The setting is a remote lodge in the middle of the Montana wilderness. Surrounded by forests and a lake, it’s isolated and picturesque. Phones and other distractions are taken away for the weekend so they can focus on themselves and each other. A walk in the woods changes everything for the couple. A murder and the arrival of local militia put them in a desperate battle for survival, and they are forced to trust and rely on each other.
Much of the book focuses on the failing relationship of Frank and Linda, so we get to know a good deal about them and have insight into their troubles. They truly are taking the last step before breaking up. The author gives us a relationship that feels real and characters that we empathise with and care about. There is one other couple attending The Method who are a little off. As the reader, you’re questioning whether they are part of The Method or not.

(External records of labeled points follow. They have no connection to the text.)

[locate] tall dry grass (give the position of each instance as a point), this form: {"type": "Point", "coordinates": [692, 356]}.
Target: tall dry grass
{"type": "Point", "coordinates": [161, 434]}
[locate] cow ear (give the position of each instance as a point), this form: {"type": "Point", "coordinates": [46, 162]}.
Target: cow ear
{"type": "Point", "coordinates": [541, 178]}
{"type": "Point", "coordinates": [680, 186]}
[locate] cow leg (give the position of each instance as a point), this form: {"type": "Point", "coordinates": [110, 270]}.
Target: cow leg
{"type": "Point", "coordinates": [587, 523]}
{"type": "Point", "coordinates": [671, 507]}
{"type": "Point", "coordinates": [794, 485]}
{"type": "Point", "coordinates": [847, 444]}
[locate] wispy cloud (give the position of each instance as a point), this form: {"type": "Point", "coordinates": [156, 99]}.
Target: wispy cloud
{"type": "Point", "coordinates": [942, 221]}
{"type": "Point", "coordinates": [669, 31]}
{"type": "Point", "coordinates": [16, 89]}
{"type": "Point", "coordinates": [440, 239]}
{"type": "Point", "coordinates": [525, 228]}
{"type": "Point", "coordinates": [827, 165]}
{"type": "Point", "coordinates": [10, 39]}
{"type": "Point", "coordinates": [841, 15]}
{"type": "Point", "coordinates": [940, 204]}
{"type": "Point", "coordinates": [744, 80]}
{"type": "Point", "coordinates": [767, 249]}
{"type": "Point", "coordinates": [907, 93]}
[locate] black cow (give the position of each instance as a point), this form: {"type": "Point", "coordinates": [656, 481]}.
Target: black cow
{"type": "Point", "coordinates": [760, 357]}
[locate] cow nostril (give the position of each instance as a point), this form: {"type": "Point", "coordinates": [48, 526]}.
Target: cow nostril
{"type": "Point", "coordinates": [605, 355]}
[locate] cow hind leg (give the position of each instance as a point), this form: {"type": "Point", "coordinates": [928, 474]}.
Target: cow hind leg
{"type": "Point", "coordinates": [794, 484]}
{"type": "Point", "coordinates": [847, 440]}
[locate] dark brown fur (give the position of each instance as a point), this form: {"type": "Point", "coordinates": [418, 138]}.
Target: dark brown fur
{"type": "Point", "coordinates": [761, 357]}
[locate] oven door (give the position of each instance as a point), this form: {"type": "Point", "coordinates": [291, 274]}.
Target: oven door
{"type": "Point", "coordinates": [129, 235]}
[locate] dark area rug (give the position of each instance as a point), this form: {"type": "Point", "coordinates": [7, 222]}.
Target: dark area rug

The book starts with a bang and then we’re taken back to preceding events. This is a great hook to draw you in. The story builds steadily and really picks up to a breakneck pace for the final third. We’re sold a few red herrings along the way – what you expect the focus of the book to be shifts into something quite different.
The militia antagonists are particularly relevant today with nationalism, localism, and government mistrust rampant. Sarge, the leader of the militia, offers more of a character than the brutes who follow his lead. They fall into more of the hillbilly lunatic stereotype. Unfortunately for Frank and Linda, a one armed militia man named Colby is one of the lunatics. He’s violent, sadistic and, fair warning, we do see a significant torture situation.
The climax of the story is gripping and once again, expectations are flipped. This is a book that would be hurt by spoilers so I’m not going to go into further detail. What really makes the book is the strong characterisations, and Duncan Ralston shows us that as the cover states, Love is Pain.